The President sat down, listened to speeches by Secretary of War Davis and American Legion Commander Howard P. Savage. He might have shivered but he did not because Secret Service Chief Jarvis wrapped an automobile blanket about him; also Mrs. Catherine Brew, War mother, sent her wool blanket to protect him. Said she:
"I was too much aroused to mind the cold and did not mind the weather. I am all right and I will doubly enjoy the blanket after it has been used by the President."
The Reaction. President Coolidge's speech took the way of political commonsense. He knew that the Senate, after its World Court broil last January, would have no more to do with international brotherhood, unless its five reservations were accepted verbatim. In September the Geneva Conference added counter-reservations (TIME, Sept. 13) and some friendly World Court Senators became hostile. So, now the situation has come to an impasse: Europe is little inclined to accept the Senate reservations; the Senate and the Administration will not listen to counter-reservations.
But the Democratic and European press pointed to President Coolidge's speech as being more fainthearted than wise.
Said the New York World: "He will not appeal to the Senate; he will not argue with Europe. He will do nothing. . . . Mr. Coolidge will not take trouble if it is not politically profitable to him. He will fight no battle except his own. He is cautious, but about his own career. He is calculating--about his own future. ... He is not insincere. He is fainthearted and fundamentally indifferent to things that do not directly concern him. A cause like the World Court is all right for him provided the powerful people around him are for it. He will then be for it too. But the idea of making sacrifices for an idea would seem to Mr. Coolidge imprudent and wasteful. . . . Thus he sidled his way from one office to another, and by that rule of cautious, calculating self-interest he conducts himself now."
Said the London Times: "The speech must virtually destroy the expectations confidently held out a few months ago that the United States would adhere to the Court."
Said the London Evening Standard: "The peace was very largely an American affair. It was on American inspiration that the European powers were tied up--if we may be allowed the figure--like a bag of snakes. That was done on the assumption that America would play the part of the snake charmer in chief. That part she has refused."
* Everett Sanders, private secretary; Major James F. Coupal, physician; Col. S. A. Cheney, military aide; Capt. Wilson Brown, naval aide; Richard Jarvis, chief of the White House Secret Service.
* Five years ago a meek Vice President emerged from the upper berth of a compartment ; Frank W. Stearns, his Boston merchant-friend, emerged from the lower. Unboomed, uncheered, unsung, he had come to Kansas City to lay the corner stone of the Liberty Memorial which last week he came to dedicate.

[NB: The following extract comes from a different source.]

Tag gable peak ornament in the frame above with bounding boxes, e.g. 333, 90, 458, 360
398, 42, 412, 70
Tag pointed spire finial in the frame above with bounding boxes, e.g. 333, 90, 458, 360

* This effect is achieved by having steam issue from a vast urn atop the monument, colored by lights at night. The steam was supposed to rise as eternally as flames tended by the Vestal Virgins of Rome. Unfortunately, the Kansas City Memorial superintendent had not been told of the "eternal" item. So, on the day after the steam had been turned on, the "pillar of cloud" was allowed to die for several hours.